New aircraft’s busy role serving Indigenous communities

The latest addition to MAF Arnhem Land’s fleet was quickly put to work in the program, making a big difference in the lives of Indigenous Australians in remote communities.

The Cessna 208 Caravan VH-MFD landed at Gove Airport after a five-hour journey from Cairns, which included a refuelling stop at Normanton before crossing the waters of the Gulf of Carpentaria.

MAF Arnhem Land program director Matthew Henderson spoke to staff and families gathered in the hangar to welcome the new aircraft.

He said that although the plane was an impressive addition to the fleet, it was important to see it as a tool to do the work that is bringing help, hope and healing to this isolated part of Australia.

“We celebrate the arrival of this new aircraft and we know that it will be a great blessing to the people of Arnhem Land that we serve,” Matthew said.

“We are grateful to the supporters of MAF who helped fund the purchase of VH-MFD and for the skills of all the people that prepared the plane to enter service with us.

“The whole team in MAF Arnhem Land is delighted to have it here, but our focus is on the lives we can impact by putting this plane to work.”

The very next day, VH-MFD was pressed into service doing some of its most important work – helping Indigenous students get to class at the start of the new school year.

The flights connect students with education to give them a voice, empowerment and options when they leave school, but the travel also keeps them connected to culture and family by bringing them home at the end of each week of lessons.

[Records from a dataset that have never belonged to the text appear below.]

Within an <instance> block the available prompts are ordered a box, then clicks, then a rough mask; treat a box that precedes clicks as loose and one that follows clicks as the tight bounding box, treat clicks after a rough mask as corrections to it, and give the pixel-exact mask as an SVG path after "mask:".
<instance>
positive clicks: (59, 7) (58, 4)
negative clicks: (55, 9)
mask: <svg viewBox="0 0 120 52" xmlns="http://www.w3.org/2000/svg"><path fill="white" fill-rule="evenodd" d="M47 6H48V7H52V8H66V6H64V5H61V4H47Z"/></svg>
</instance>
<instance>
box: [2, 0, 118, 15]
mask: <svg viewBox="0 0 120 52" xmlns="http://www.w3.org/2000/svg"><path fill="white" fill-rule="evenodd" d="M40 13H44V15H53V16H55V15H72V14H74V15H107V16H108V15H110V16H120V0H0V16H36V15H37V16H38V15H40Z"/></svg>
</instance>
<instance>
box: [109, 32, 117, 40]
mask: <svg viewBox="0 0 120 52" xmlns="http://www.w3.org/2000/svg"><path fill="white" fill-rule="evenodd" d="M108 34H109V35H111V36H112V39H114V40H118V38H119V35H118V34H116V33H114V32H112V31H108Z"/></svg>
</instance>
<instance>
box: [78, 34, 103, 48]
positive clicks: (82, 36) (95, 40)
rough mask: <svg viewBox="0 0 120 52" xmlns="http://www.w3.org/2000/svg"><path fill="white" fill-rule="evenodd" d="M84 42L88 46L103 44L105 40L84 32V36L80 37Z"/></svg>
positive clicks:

The new plane adds greater capacity to the MAF Arnhem Land program. It will also work on shuttle services that provide essential links to remote communities and smaller homelands airstrips, helping to bring in health workers, community development workers, specialist services and low-cost transport for locals.

VH-MFD was added to the MAF family of aircraft after the generous support of MAF donors supported the purchase of the aircraft.

Our team of engineers at the hangar in Mareeba, Far North Queensland, did extensive work and modifications to get the plane ready for service, including repainting it in MAF colours.

It was ferried to Gove Airport from Far North Queensland by MAF pilots Tim Vallance-Webb and Joe Knighton, who then spent a couple of weeks flying MAF services in Arnhem Land.